Much of the government intervention in Citrus County's comprehensive plan, says Thomas Pelham, secretary of the Department of Community Affairs, stems from the fact that local governments aren't willing to make the tough decisions needed to protect the environment from overdevelopment.

The growth plan settlement, reached after months of bickering between local and state planners, severely limits development on farmland, waterfront and along some sections of major roads throughout the county.

Much of the affected property will drop in value because its uses are now limited. However, the remaining property suitable for commercial development could soar in value. The county property appraiser's office is now determining just what those economic impacts will be.

There is no doubt, however, that the comprehensive plan changes the way development and business will be conducted in Citrus during this decade.

The new, stricter development rules come at a time when experts are saying that Florida's population explosion may be winding down slightly.

According to the county's comprehensive plan, Citrus County population - now about 90,000 - should reach 144,000 by 2005. During that same time, the county is expected to need nearly 20,000 new single-family homes to house those new residents.

In addition to the traditional immigration of retirees from up North, families are coming to Citrus, county school officials say. The student population in the county schools has been increasing about 4 percent a year.

New home building, though still the bread and butter of county growth, has fallen from the boom times of a few years ago.

Building permits in 1989 declined to 1,286 single family homes from 1,435 in 1988. Though still averaging three and a half new home permits a day, the drop is forcing builders to tighten their tool belts.

"As Citrus County matures as a market, we builders have to start looking at market segment, to carve out a niche" and hold it, said George Rusaw of Rusaw Homes.

The market for lower-priced homes for retirees, once an open field, has shrunk. "Entry level homes are almost a thing of the past," said Rusaw, and only a few specialized builders are doing well in that market.

At the other end of the economic spectrum, few builders are specializing in very expensive custom homes. That leaves, Rusaw said, "a whole bunch of contractors in between who are just trying to find a market."

As always, the ability of Northern retirees and others to sell their homes up North helps determine whether they can afford to come to Florida and buy a home.

In traveling to home shows this year in Chicago and New York, Rusaw noted optimism among the browsers. "The folks at these shows were a lot more confident than last year," Rusaw said.

People up North "are pricing their homes more realistically," he said. "What we're finding, folks up North are selling their homes for between $125,000 and $175,000." With that, "they're able to come down here and buy a much larger, fancier, more sophisticated home."

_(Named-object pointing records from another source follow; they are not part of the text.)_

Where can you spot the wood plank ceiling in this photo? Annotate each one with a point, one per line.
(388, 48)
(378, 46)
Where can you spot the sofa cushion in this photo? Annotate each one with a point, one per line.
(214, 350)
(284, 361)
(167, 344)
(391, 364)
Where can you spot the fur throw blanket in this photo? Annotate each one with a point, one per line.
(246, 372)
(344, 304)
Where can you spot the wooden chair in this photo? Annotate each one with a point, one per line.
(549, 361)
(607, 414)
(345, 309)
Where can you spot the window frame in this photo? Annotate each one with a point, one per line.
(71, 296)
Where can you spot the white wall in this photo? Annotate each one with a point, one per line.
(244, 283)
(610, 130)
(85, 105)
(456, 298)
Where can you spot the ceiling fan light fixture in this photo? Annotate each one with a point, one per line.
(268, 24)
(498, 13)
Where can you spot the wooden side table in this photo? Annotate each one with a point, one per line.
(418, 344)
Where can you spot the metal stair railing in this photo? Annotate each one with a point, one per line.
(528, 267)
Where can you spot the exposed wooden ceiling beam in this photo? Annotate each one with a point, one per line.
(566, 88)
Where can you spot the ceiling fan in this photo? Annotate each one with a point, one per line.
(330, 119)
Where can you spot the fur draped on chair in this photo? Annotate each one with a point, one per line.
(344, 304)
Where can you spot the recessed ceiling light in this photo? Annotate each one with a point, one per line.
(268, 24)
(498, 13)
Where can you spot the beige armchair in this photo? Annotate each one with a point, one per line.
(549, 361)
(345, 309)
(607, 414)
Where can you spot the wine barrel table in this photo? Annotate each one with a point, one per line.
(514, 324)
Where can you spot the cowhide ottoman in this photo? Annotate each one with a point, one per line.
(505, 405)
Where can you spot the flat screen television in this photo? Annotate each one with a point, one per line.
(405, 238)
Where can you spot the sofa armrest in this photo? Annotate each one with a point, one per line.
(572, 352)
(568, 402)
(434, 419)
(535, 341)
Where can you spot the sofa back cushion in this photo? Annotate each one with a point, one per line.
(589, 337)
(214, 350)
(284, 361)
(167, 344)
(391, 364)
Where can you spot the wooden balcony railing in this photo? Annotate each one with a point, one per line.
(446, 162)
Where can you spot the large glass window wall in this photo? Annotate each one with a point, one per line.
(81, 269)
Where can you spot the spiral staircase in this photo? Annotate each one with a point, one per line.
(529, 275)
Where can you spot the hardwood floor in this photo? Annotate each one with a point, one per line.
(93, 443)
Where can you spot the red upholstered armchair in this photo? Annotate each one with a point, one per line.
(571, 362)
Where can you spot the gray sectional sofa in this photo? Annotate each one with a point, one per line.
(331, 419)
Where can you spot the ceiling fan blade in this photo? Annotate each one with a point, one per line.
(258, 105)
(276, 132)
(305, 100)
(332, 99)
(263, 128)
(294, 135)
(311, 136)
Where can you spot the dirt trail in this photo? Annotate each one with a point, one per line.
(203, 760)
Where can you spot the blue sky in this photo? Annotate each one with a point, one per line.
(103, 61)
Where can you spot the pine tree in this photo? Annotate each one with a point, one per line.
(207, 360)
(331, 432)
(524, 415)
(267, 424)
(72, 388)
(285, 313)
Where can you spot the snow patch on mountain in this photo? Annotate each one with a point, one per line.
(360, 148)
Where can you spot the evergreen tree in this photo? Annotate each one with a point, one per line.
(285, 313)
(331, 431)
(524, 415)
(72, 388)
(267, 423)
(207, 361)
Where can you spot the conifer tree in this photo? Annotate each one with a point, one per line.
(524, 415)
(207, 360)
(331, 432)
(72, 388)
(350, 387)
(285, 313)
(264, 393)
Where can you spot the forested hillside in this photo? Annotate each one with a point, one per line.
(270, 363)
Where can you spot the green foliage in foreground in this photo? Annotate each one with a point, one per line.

Citrus County builders expect to be building fewer homes, but more

expensive ones - a trend that many in the industry have noted in the last two years or so.

"We'll have fewer numbers of sales" in the coming year, predicted Rusaw. "But the quality of those sales will be better."

The business community is hoping that the massive shopping mall rising along U.S. 19 in Crystal River also will draw more home buyers to the area.

Though some small business owners have feared that Edward J. DeBartolo's Crystal River Mall might lure away customers when it opens in October, many believe it will help business by drawing shoppers here from other counties. They also hope the mall will keep Citrus County shoppers' dollars from heading to malls in Ocala or New Port Richey.

"We lose a lot of people to the malls in Pasco and Ocala," Counts said.

Olsen agreed that the mall "is one of the more positive outlooks" for the local economy. It will create jobs, draw businesses and become "one more step in the maturity of our area."

Olsen said he was concerned, though, that the jobs the mall would create were mostly service jobs. He believes that industry and other occupations are necessary to the continued growth of the county, and that Citrus County has the resources to attract those types of jobs.

"We have a lot of problems ahead of us," he said, "but we have all the resources to be the very best."